The trainer fires rich callbacks with access to model outputs, inputs, and targets. This enables custom progress bars, reconstruction visualization, and more.

### Callback hooks

| Hook | Parameters |
|------|------------|
| `on_train_start` | `trainer`, `rank` |
| `on_epoch_start` | `epoch`, `num_batches`, `trainer`, `rank` |
| `on_batch_start` | `epoch`, `batch_idx`, `num_batches`, `trainer`, `rank` |
| `on_step_end` | `epoch`, `step`, `batch_idx`, `num_batches`, `trainer`, `rank`, `loss`, `logits`, `inputs`, `targets` |
| `on_batch_end` | `epoch`, `batch_idx`, `num_batches`, `trainer`, `rank`, `loss` |
| `on_val_end` | `epoch`, `val_loss`, `trainer`, `rank`, `sample_logits`, `sample_inputs`, `sample_targets` |
| `on_epoch_end` | `epoch`, `loss`, `val_loss`, `best`, `trainer`, `rank` |
| `on_train_end` | `trainer`, `rank` |

### Example: tqdm progress bar
```python
from tqdm import tqdm

class TQDMCallback:
    def __init__(self):
        self.pbar = None

    def on_epoch_start(self, epoch, num_batches, rank, **_):
        if rank == 0:
            self.pbar = tqdm(total=num_batches, desc=f"Epoch {epoch}")

    def on_batch_end(self, rank, **_):
        if rank == 0 and self.pbar:
            self.pbar.update(1)

    def on_epoch_end(self, rank, **_):
        if rank == 0 and self.pbar:
            self.pbar.close()
```

### Example: reconstruction visualization (autoencoders)
```python
import matplotlib.pyplot as plt

class ReconCallback:
    def on_val_end(self, epoch, sample_inputs, sample_logits, rank, **_):
        if rank != 0 or sample_inputs is None:
            return
        # For an autoencoder: inputs are original, logits are reconstructed
        orig = sample_inputs[0].cpu()  # first sample
        recon = sample_logits[0].cpu()
        fig, axes = plt.subplots(1, 2)
        axes[0].imshow(orig.permute(1, 2, 0)); axes[0].set_title("Original")
        axes[1].imshow(recon.permute(1, 2, 0)); axes[1].set_title("Reconstructed")
        plt.savefig(f"recon_epoch_{epoch}.png")
        plt.close()
```

### Example: validation dataset
```python
trainer = Trainer(
    model=model,
    dataset=train_dataset,
    val_dataset=val_dataset,  # built-in val loop
    loss_fn=loss_fn,
    optimizer=optimizer,
    callbacks=[TQDMCallback(), ReconCallback()],
)
```

## Testing levels
- Level 1: CPU unit tests (no dist).
- Level 2: CPU DDP (`backend="gloo"`, world_size=2) to validate spawn/env/sampler.
- Level 3: Single GPU (`gpus=1`) for end-to-end DDP path.
- Level 4: Real multi-GPU (same code, just crank `gpus`).
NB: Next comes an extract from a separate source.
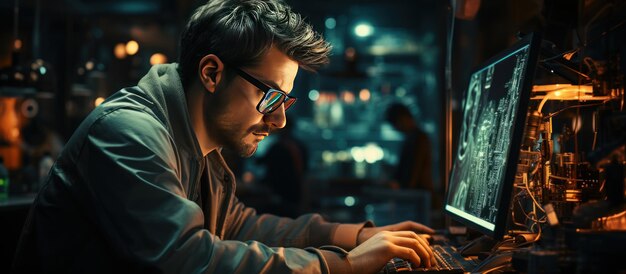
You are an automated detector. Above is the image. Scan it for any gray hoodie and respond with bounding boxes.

## PyTorch 2.x roast (lightly toasted)
- DDP config still feels like “choose your own adventure” but every page ends with NCCL complaining.
- torch.distributed docs read like a treasure map; the treasure is another flag.
- “Just use torchrun” is 2020’s “have you tried turning it off and on again?”

torchlitex keeps the good bits of torch 2.x (SDPA, compile, etc.) and sidesteps the distributed busywork. Use it, ship models, spend less time appeasing the NCCL spirits.